Who is Eligible for the Registered Disability Savings Plan ?
The government’s explanation is simple enough:
- is eligible for the disability amount;
- has a valid social insurance number (SIN);
- is a resident in Canada
- is under the age of 60. This age limit is not applicable when a beneficiary’s RDSP is opened as a result of a transfer from the beneficiary’s prior RDSP.
The first point being the most significant. The RDSP recipient, must be identified as disabled by the CRA. That means you must have filled in a T2201 Disability Tax Credit Certificate and had it approved by the government. Once that is in place then you can start looking at the RDSP.
What is an RDSP?
That’s a good question. I think it is worthwhile reading over the Government’s information on the program. A quick synopsis from their website is a good starter:
A registered disability savings plan (RDSP) is a savings plan that is intended to help parents and others save for the long-term financial security of a person who is eligible for the Disability Tax Credit (disability amount). It is a very long term savings vehicle.
Contributions to an RDSP are not tax-deductible. The RDSP is different from the RRSP in this way, contributions are after-tax money. Contributions can be made until the end of the year in which the beneficiary turns 59 years of age. Contributions that are withdrawn are not to be included as income for the beneficiary when paid out of a RDSP. However, the Canada disability savings grant, Canada disability savings bond and investment income earned in the plan will be included in the beneficiary’s income for tax purposes when paid out of the RDSP.

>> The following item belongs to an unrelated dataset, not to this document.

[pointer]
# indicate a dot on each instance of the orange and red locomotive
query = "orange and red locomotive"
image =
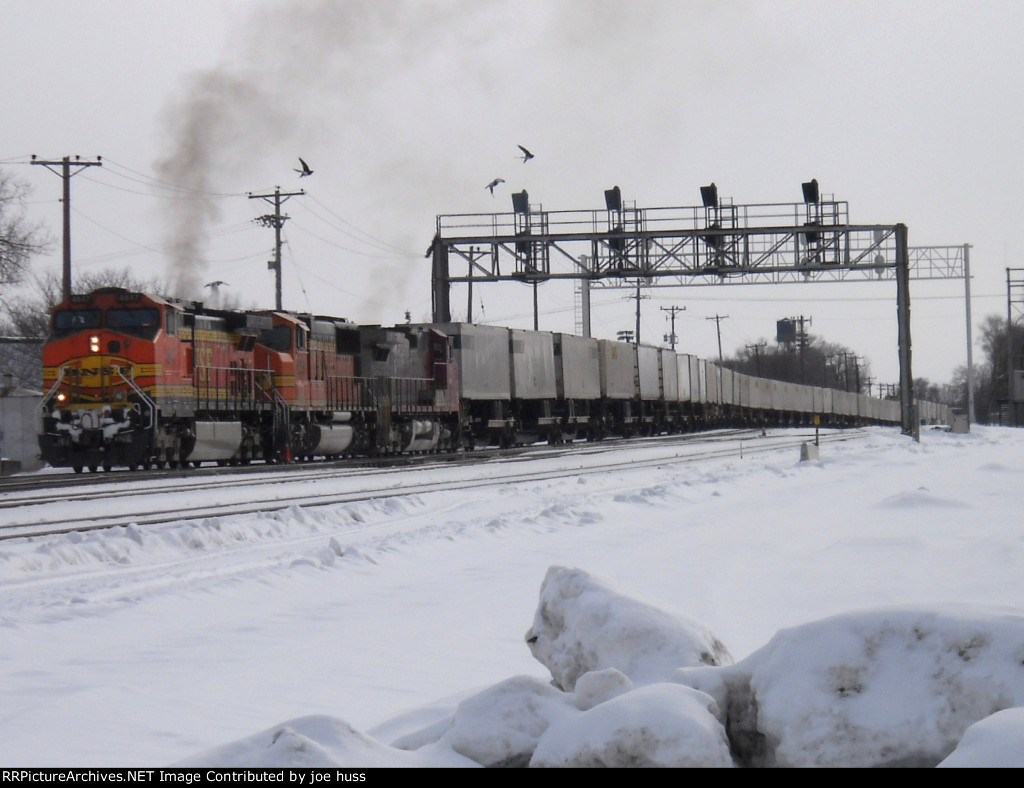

So a useful vehicle for parents with disabled kids worrying about how are their kids going to thrive or survive financially in the future.
Benefits of the Program
There is no limit to the amount of money that can be put into an RDSP in a particular year. There is, however, a $200,000 lifetime limit in place per person.
The benefit of putting money in this type of savings vehicle is that the government will pay matching grants of 300, 200 or 100 percent of the value added, depending on the income level of the family. This could mean for someone who’s net income is less than $34000 they would get $3 more for every $1 put into the program, because someone who’s net income is over $77000 now, will get $1 more for every $1 put into an RDSP.
For folks with disabled loved ones this is another way to help out financially, and I am glad to see that TD is finally getting on board with the program.